Learn About Medicaid Income Requirements and Limits
Understanding Medicaid Income Limits by State Medicaid is a joint federal and state health insurance program that serves people with low incomes. One of the...
Understanding Medicaid Income Limits by State
Medicaid is a joint federal and state health insurance program that serves people with low incomes. One of the main factors that determines whether someone can participate in Medicaid is income—how much money a household makes each month or year. However, income limits vary significantly from state to state because each state sets its own rules within federal guidelines.
As of 2024, income limits differ based on family size and the state where you live. For example, in some states, a single adult with a monthly income of $1,000 might fall within the income range for Medicaid consideration, while in other states the limit might be $1,500 or higher. These variations exist because states have flexibility in how they structure their Medicaid programs.
The federal poverty level serves as a baseline for many Medicaid income calculations. The federal poverty level in 2024 is approximately $1,711 per month for a single person and $3,515 per month for a family of four. Many states set their Medicaid income limits at percentages of the federal poverty level—such as 100%, 138%, or 200% of the poverty level. This means a state might set income limits at one and a half times or two times the federal poverty level.

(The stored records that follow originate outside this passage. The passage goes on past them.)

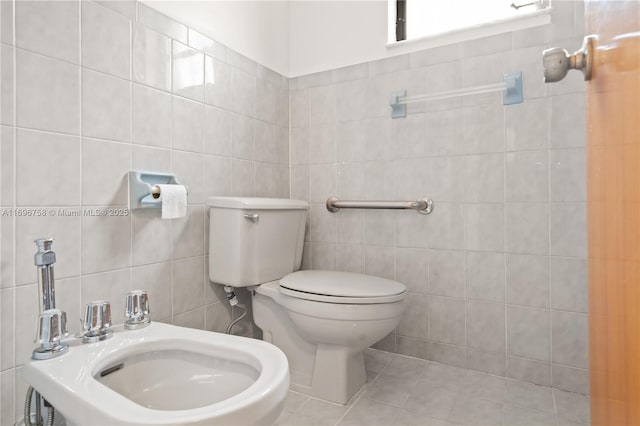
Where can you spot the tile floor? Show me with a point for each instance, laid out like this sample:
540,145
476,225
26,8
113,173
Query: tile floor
410,391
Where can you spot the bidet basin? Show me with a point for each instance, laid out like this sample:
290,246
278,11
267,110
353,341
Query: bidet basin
163,374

Non-expansion and expansion states have different income thresholds. As of 2024, 38 states have expanded Medicaid coverage under the Affordable Care Act, while 12 states have not expanded their programs. Expansion states generally have higher income limits and cover more adults without dependent children. Non-expansion states typically have lower income limits and may only cover children, pregnant individuals, elderly people, and those with disabilities.
Medicaid rules also consider household composition when calculating income limits. A household with three children and two adults will have a higher allowable income than a single person because more people are supported by that income. States provide income limit charts that specify exact thresholds based on family size.

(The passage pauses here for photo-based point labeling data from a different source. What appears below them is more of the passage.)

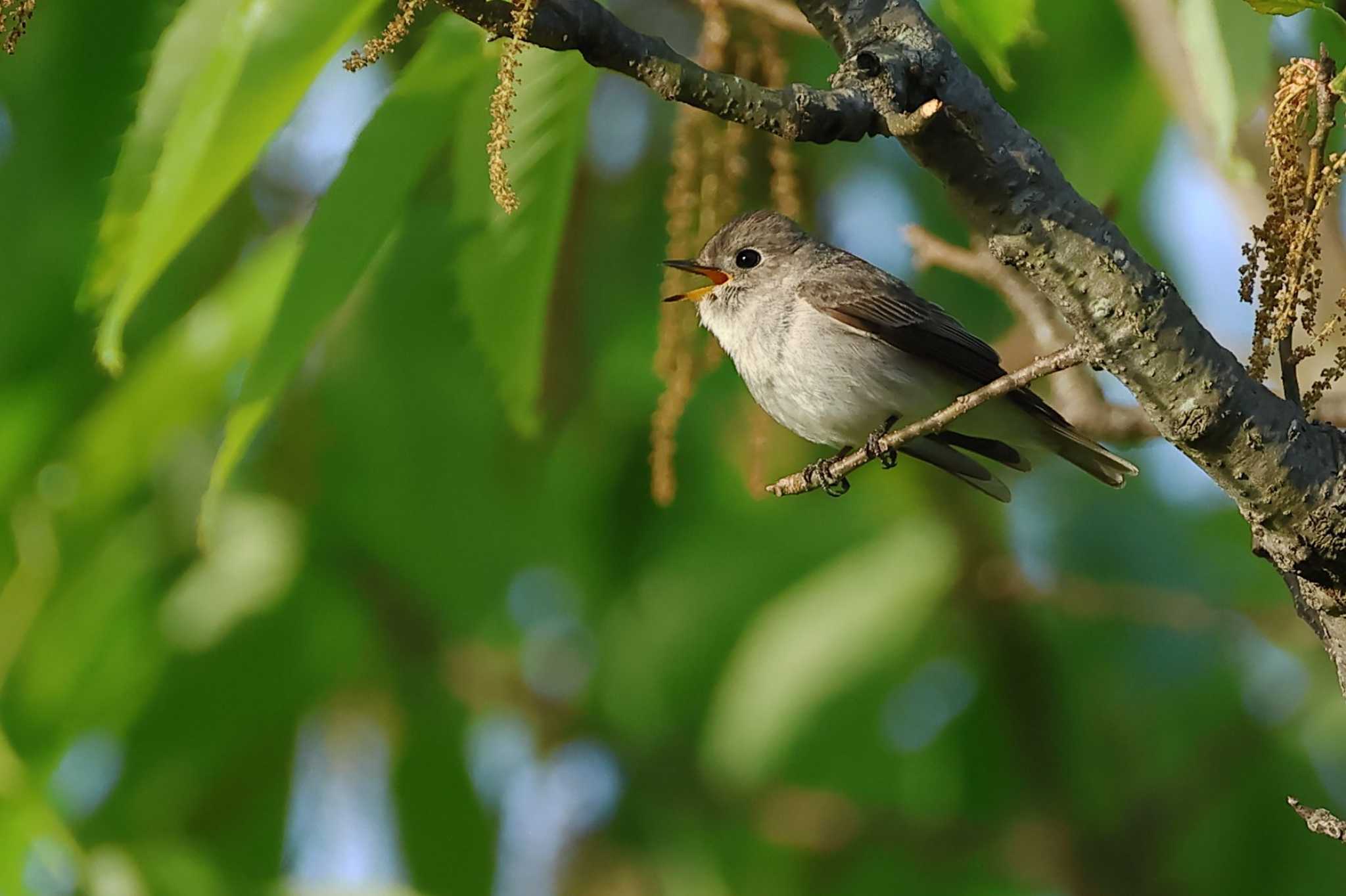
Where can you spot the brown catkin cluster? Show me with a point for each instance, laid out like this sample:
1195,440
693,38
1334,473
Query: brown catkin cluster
1282,273
710,166
14,22
394,34
502,106
785,178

Practical Takeaway: Check your specific state's Medicaid website or contact your state's Medicaid agency to find the exact income limits that apply to your household size and family situation. Income limits change annually, so verify current limits rather than relying on previous years' information.
How Medicaid Calculates and Counts Income
Understanding what counts as income is essential when considering Medicaid participation. Medicaid income calculations include most types of money coming into a household, but certain income sources may be treated differently or excluded entirely.
Earned income—wages from employment—is the most straightforward type of income counted by Medicaid. If you work and receive a paycheck, that income is counted toward your household's total. However, some states allow an earnings deduction, meaning a portion of work earnings may not be counted. For example, a state might disregard the first $65 of monthly earnings or a percentage of your income to encourage work participation.
Unearned income includes Social Security benefits, unemployment benefits, child support, pension payments, and investment income. These are also counted toward Medicaid income limits. If you receive $1,200 monthly in Social Security and $400 in child support, your total monthly unearned income would be $1,600, which would be evaluated against your state's income limits.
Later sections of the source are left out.